Dan jelas kepercayaan diri yang tinggi adalah modal RR dapat sampai ke titik ini dalam kehidupannya.

Harus diketahui, RR kecil memulai langkahnya dari kondisi nyaris sebatang kara, usia 8 tahun sudah yatim piatu dan hanya diasuh neneknya yang buta huruf di Bogor.

Remaja RR membantu nafkah neneknya dengan beternak ayak kecil-kecilan di belakang rumah. Meski tidak seberuntung teman-temannya secara ekonomi, di sekolah sejak SD hingga SMA, RR selalu menjadi yang terbaik di kelas. Prestasi inilah yang kemudian mengantarnya diterima di ITB.

Saat mulai kuliah di jurusan Fisika ITB, RR terpaksa cuti satu semester untuk menjadi mandor percetakan agar bisa bayar uang pangkal kuliah. Selanjutnya, untuk biaya hidup RR selama kuliah mengandalkan kemampuan bahasa inggrisnya dengan bekerja sebagai penerjemah dan guru bimbingan belajar di Bandung.

Susah membayangkan, kesombongan dapat lahir dari perjalanan masa kecil hingga pemuda seperti yang dialami RR tersebut.

Lalu darimana kemudian datangnya mental jagoan, kepercayaan diri yang sangat tinggi yang dimiliki RR?

Ceritanya, pada suatu ketika dirinya sebagai mahasiswa pernah mendapatkan kesempatan pergi ke Jepang. RR terkagum-kagum pada gerak maju negeri Jepang pada era tersebut, sekitar pertengahan tahun 1970-an.

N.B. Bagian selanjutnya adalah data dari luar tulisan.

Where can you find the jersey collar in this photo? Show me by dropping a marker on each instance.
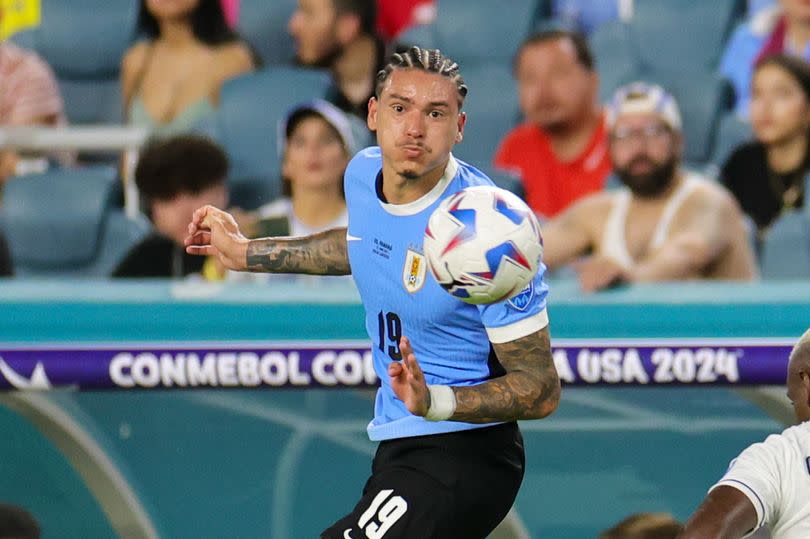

Saat itu Jepang baru saja mengakhiri era pertumbuhan ekonomi double dijit selama sepuluh tahun, industri kecil rumahan berkembang pesat mensupport industri besar yang menjadi jago dunia, tidak ada buta huruf dan anak putus sekolah, dan pertaniannya mampu swasembada meski ketersediaan lahan di negara tersebut terbatas (bila dibandingkan Indonesia).

Kembali ke Indonesia, RR berikrar untuk mewujudkan Bangsa Indonesia yang dapat mengejar kemajuan Bangsa Jepang. Sejak saat itu, kehidupan RR diabdikan untuk memenuhi ikrarnya bagi Indonesia (sampai sekarang, 45 tahun setelah saat itu, kita masih sering dengar di berbagai pidatonya, RR mengeluhkan pertumbuhan ekonomi Indonesia belum pernah double dijit seperti Jepang di masa jayanya).

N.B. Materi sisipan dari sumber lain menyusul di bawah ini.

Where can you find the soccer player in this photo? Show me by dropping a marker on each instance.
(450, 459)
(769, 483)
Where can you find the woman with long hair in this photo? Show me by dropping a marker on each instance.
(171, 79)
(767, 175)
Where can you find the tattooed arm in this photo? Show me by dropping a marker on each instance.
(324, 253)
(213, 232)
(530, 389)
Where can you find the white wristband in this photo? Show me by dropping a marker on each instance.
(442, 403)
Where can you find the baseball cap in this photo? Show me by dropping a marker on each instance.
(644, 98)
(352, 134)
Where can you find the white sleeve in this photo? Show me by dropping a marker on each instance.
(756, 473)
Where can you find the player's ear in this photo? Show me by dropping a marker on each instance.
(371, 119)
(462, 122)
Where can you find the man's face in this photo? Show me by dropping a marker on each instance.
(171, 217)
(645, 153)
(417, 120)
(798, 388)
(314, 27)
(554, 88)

Sungguh suatu cita-cita yang mulia untuk anak muda yang baru berusia 20-an awal. Kondisi seperti itulah yang, mau tidak mau, melahirkan kepercayaan diri yang tinggi dan sikap mental jagoan dalam dirinya. Jagoan dalam makna yang positif tentunya: kita pasti sanggup mengejar negara maju!

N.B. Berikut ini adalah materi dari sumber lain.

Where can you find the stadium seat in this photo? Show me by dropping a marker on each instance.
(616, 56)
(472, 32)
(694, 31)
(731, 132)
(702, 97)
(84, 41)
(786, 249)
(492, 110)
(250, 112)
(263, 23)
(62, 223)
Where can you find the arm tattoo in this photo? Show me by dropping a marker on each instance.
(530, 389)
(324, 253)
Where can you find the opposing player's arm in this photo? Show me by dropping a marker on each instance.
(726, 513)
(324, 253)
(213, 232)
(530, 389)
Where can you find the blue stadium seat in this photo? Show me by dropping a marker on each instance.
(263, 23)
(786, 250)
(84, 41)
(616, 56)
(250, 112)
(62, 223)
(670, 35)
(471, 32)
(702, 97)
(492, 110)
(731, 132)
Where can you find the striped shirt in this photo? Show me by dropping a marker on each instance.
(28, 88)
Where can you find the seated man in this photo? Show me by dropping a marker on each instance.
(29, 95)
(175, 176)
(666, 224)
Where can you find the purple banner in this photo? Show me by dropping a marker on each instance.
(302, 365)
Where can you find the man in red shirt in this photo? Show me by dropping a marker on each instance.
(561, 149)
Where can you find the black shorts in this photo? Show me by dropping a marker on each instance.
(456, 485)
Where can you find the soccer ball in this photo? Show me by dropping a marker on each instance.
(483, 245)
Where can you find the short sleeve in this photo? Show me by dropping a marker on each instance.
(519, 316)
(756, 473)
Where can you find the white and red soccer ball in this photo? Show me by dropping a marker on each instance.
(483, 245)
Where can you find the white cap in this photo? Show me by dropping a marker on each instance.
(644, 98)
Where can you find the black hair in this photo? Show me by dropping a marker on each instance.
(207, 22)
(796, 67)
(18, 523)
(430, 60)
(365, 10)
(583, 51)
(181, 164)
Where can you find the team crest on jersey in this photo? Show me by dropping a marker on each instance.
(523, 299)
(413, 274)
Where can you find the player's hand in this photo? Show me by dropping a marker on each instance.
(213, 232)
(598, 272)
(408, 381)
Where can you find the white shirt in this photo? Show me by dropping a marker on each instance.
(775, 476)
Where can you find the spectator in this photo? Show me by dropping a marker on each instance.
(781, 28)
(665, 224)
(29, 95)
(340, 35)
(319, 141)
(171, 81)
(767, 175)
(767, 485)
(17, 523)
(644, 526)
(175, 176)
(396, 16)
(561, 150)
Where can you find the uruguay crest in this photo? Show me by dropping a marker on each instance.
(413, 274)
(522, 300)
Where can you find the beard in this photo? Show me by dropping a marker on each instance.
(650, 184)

Langkah pertama yang dilakukan RR untuk dapat mewujudkan ikrarnya bagi Bangsa adalah dengan mengenal rakyatnya. Turun ke bawah (turba) dari menara gading kampusnya yang nyaman menuju gubuk-gubuk rakyat, menjadi orang pergerakan. Bersama seorang temannya sejak di SMA hingga di ITB, yang bernama Irzadi Mirwan (almarhum), RR berekspedisi ke kantung-kantung kemiskinan di sepanjang pantai utara Jawa, Bali, dan Lombok. 

Pada suatu perhentian ekspedisi di Tegal, RR sempat hidup menumpang selama seminggu di sebuah bagan nelayan bersama seorang nelayan dan anaknya yang membantu kerja sang ayah. Anak nelayan tersebut, yang bernama Sugriwa, mengadukan nasibnya ke RR. Sugriwa sangat ingin mencicipi bangku sekolah, tapi tak kesampaian karena kemiskinan.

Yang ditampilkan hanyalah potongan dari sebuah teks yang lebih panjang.